By Malini Hariharan
One view on the purified terephthalic acid (PTA) market, highlighted by the blog last week, is that operating rates in the next few years will be constrained by a shortage of feedstock of paraxylene (PX).
A rapid buildup in PTA capacity is taking place in China where new plants with a total capacity of 2.8m tones/year are due to start up in the third quarter of this year.
But some analysts are optimistic that earnings for PTA manufacturers will remain robust until 2012.
Polyester capacity continues to be added in China and plants are expected to maintain healthy operating rates.
Analysts at Woori Investment & Securities are predicting a continued 8%/year growth in Chinese demand until 2015 based on increased spending on apparel by urban Chinese and an increase in the use of synthetic fibres as cotton will remain relatively more expensive.

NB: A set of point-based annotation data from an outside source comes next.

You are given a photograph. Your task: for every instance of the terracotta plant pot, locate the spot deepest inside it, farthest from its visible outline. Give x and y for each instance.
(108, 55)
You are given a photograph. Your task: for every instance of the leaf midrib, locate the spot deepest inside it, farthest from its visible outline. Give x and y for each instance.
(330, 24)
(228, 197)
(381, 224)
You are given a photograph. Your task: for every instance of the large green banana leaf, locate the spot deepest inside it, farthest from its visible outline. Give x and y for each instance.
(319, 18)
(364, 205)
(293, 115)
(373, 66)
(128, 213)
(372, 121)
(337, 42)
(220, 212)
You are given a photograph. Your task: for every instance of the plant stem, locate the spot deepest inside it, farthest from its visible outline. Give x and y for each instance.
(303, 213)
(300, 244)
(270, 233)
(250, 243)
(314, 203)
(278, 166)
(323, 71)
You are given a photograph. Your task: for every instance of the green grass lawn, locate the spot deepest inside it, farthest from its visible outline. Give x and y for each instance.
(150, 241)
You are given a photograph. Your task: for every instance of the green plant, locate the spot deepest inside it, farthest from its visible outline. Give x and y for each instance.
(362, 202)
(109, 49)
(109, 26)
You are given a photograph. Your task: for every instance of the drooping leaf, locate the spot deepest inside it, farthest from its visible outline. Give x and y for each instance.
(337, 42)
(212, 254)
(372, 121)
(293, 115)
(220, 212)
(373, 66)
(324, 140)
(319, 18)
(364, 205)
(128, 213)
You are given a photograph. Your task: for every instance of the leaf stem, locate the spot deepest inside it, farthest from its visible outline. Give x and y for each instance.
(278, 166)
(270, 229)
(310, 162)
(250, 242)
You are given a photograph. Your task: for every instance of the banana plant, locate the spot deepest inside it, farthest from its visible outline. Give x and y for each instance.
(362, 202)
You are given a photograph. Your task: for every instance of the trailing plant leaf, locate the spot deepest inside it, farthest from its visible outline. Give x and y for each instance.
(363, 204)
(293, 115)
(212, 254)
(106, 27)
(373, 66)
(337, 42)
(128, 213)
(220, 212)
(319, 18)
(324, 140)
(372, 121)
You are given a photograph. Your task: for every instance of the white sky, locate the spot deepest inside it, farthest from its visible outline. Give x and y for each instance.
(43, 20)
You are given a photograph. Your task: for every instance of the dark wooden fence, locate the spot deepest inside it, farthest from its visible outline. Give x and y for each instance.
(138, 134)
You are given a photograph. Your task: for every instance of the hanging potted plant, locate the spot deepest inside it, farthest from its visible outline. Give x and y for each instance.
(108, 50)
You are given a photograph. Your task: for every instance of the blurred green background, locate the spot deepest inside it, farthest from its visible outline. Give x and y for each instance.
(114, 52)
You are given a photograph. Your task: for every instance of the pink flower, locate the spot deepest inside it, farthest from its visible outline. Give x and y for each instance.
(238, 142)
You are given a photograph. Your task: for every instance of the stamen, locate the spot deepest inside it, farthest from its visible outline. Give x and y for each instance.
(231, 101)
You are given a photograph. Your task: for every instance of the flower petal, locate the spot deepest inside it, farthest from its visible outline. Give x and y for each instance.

PTA supply is projected to grow by 11.3% in 2012. But the analysts point out that some new PTA producers in China with very large plants of more than 1m tones/year capacity will take time to achieve normal operations.
This includes the Zhjiang Hengyi Group which has a 1.5m tones/year PTA project lined up.
A slow down in the PTA industry is therefore expected only after 2013 when utilization rates start rising.
In the near term, the analysts are predicting a recovery in PTA markets in the third quarter of 2011.
"As the PTA-PX spread has fallen below zero in May on a plunge in PTA prices, concern is increasing the recovery in the PTA industry will weaken. The PTA price decline in 2Q11 is attributed to a rapid demand fall in China, which consumes 64% of global polyester fiber output. We attribute the weak demand to: 1) falling demand for polyester fiber stemming from a drop in cotton prices; 2) liquidity contraction stemming from China's monetary tightening; and 3) reduced power supply to textile producers following power consumption surges in March. Of note, due to the sluggish demand, the inventory cycle has risen sharply from less than ten days in 4Q10 to 4-5 weeks in May," they said in a recent note.
But prices are expected to rebound from September as power restrictions ease after the peak production season ends in August and PTA inventory is depleted. And cotton could once again extend support as abnormal weather conditions such as the flooding of the Mississippi in the US and drought in Hubei province in China are likely to once again curtail production.